Testers expose Google Desktop security bug

Security experts have uncovered a vulnerability in Google Desktop which could enable a malicious hacker to achieve remote access to sensitive data and, in some conditions, full system control.

Web application security firm Watchfire claims to have uncovered a vulnerability which highlights the danger of integration between desktop and web-based applications.

The flaw could allow an attacker to escalate privileges by crossing from the web environment to the desktop application environment.

The vulnerability centres on integration between the Google.com site and Google Desktop, and Google Desktop's failure properly to encode output containing malicious or unexpected characters, the security firm said.

In the attack, researchers used malicious logic to act as a parasite, using JavaScript code to control Google Desktop functionality.

An attacker could evade current information protection systems, such as antivirus software and firewalls, allowing them to covertly hijack sensitive local information.

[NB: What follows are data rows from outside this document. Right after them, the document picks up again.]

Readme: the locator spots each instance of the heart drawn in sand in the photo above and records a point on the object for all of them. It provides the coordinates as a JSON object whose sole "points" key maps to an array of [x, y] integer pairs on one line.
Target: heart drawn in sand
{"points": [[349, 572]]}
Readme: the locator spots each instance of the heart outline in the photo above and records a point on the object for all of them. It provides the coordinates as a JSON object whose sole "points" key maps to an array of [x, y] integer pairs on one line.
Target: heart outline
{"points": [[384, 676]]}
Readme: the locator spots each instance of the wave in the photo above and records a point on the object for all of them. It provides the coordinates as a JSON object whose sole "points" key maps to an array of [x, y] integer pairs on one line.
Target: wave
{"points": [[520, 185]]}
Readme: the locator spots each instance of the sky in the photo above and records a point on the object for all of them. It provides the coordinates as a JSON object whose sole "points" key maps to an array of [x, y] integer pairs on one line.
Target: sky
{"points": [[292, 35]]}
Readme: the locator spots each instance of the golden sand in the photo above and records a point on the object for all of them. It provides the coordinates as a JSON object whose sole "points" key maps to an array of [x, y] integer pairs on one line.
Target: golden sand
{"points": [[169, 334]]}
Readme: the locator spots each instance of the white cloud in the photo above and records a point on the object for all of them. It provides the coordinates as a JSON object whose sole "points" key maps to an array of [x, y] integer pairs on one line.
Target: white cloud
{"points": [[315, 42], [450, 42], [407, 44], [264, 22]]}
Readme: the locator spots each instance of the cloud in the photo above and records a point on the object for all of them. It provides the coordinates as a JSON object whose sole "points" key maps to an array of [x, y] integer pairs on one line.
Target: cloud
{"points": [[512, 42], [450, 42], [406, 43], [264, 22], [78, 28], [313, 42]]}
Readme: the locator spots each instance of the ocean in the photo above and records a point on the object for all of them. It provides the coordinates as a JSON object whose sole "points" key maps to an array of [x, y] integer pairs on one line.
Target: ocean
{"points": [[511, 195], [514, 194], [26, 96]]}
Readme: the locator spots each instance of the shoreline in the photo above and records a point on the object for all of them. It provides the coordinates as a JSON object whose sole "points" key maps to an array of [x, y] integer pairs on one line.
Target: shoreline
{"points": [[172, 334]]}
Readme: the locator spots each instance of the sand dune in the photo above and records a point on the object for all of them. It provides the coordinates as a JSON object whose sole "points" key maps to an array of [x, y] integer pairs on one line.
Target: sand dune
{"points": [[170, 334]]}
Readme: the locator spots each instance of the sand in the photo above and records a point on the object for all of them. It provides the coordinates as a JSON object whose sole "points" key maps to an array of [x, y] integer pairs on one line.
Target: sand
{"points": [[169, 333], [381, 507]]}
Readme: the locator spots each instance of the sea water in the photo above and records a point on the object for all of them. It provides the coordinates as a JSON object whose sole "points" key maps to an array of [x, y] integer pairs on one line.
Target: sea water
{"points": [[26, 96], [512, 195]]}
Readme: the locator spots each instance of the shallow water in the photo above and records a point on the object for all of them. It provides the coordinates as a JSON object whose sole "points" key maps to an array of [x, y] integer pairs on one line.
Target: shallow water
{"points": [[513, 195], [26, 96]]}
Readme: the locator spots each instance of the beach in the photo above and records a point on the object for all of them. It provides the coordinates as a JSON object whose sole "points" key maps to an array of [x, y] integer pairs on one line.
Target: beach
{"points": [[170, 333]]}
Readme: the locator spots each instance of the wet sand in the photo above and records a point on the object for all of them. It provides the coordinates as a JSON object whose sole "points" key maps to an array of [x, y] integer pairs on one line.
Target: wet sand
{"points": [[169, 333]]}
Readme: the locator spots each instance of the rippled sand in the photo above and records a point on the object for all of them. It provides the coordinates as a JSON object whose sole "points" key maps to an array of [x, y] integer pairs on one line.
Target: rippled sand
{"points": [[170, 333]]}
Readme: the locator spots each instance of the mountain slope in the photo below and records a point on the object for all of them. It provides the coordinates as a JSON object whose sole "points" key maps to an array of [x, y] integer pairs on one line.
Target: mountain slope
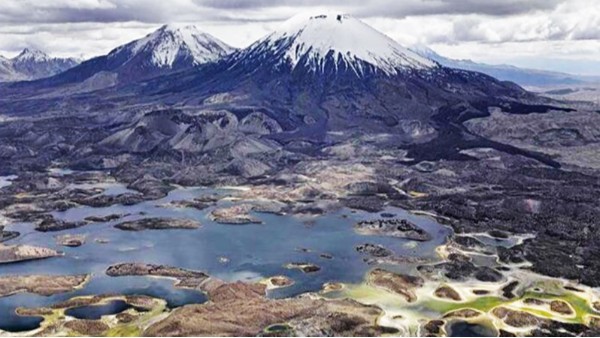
{"points": [[170, 48], [522, 76], [331, 43], [33, 64]]}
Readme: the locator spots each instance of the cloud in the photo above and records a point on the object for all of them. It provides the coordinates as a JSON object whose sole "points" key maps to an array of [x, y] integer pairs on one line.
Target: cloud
{"points": [[487, 29]]}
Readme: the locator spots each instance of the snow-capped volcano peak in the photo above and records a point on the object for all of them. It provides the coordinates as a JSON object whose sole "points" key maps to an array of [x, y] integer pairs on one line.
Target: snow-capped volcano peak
{"points": [[315, 41], [30, 54], [174, 42]]}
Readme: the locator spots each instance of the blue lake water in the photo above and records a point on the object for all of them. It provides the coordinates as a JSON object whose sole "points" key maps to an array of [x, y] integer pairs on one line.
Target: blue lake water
{"points": [[253, 251]]}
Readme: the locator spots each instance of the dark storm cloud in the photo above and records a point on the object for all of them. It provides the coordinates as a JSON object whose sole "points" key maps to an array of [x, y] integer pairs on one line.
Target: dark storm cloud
{"points": [[70, 11], [395, 8], [153, 11]]}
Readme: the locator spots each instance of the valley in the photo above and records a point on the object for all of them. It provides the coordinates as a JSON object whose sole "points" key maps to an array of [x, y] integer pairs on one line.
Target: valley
{"points": [[307, 185]]}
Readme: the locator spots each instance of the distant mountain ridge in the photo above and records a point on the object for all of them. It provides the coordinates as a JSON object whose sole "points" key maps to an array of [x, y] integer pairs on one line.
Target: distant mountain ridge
{"points": [[521, 76], [170, 48], [33, 64]]}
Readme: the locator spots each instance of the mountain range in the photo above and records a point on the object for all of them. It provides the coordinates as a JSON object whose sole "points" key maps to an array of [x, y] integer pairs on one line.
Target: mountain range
{"points": [[521, 76], [315, 75], [32, 64]]}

Google has issued a patch which mitigates the immediate risk of the attack, Watchfire said.

"Application security vulnerabilities need to be taken seriously," said Michael Weider, founder and chief technology officer at Watchfire.

"As the potential damage of a cross-site scripting attack against a desktop application with a web interface is enormous, web application security must be comprehensively evaluated and continually monitored.

"Industry leaders like Google continue to make strides in security but vulnerabilities can surface due to the dynamic nature of applications."